= Hecuba (statue) =

Statue on the USC campus

The Hecuba statue, a bronze sculpture located in the central piaza of USC Village at the University of Southern California. The statue honors Hecuba, the queen of Troy who was married to King Priam during the Trojan War. Designed to serve as a female counterpart to the iconic Tommy Trojan statue, the Hecuba statue symbolizes gender equality at USC and represents the diverse community of USC students, faculty, and alumni.

==History==
The statue was designed by Christopher Slatoff, who also created the statue of judge Robert Maclay Widney, the university's founder, that stands in front of the Widney Alumni House on the south side of campus. The statue was unveiled on August 17, 2017, as the centerpiece of USC Village, a $700 million Gothic Revival-style mixed-use expansion of the USC campus.

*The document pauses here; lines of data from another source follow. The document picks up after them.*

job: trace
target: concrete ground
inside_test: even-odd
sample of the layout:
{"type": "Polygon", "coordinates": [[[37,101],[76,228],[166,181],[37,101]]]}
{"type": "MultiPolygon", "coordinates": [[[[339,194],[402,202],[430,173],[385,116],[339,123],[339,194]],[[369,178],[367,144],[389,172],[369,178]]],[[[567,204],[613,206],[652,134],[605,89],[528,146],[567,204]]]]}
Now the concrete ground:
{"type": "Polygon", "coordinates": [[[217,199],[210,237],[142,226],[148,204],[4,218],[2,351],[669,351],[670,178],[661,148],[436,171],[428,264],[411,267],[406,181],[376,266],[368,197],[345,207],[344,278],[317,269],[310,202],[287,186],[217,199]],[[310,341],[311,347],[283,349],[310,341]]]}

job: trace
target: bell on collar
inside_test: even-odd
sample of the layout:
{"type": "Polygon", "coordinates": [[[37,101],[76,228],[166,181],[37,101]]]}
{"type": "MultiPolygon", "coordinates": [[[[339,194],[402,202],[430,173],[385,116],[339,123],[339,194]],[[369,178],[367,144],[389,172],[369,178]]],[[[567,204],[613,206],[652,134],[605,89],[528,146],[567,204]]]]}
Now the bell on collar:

==Features and symbolism==
The Hecuba statue stands 12 feet tall, rising atop a pedestal that measures 9 feet tall, Hecuba is depicted extending her arm in an appeal to the USC community. The entire silica bronze sculpture weighs nearly two tons. The statue's base features six female figures, each representing a different academic discipline and embodying the ethnic diversity of USC. They are joined by a "ribbon of thought," signifying the interconnectedness of ideas and the continuous pursuit of learning. The base features two quotations from literature about Hecuba that are inscribed on the pedestal; a quotation from Hamlet and a pair of lines from Euripides' Hecuba. The two excerpts from Euripides appear in Greek. Notably, the quotation from Hamlet is attributed to "Shakespear's Hamlet", which the university said was intentional to give the statue a more "ancient feel".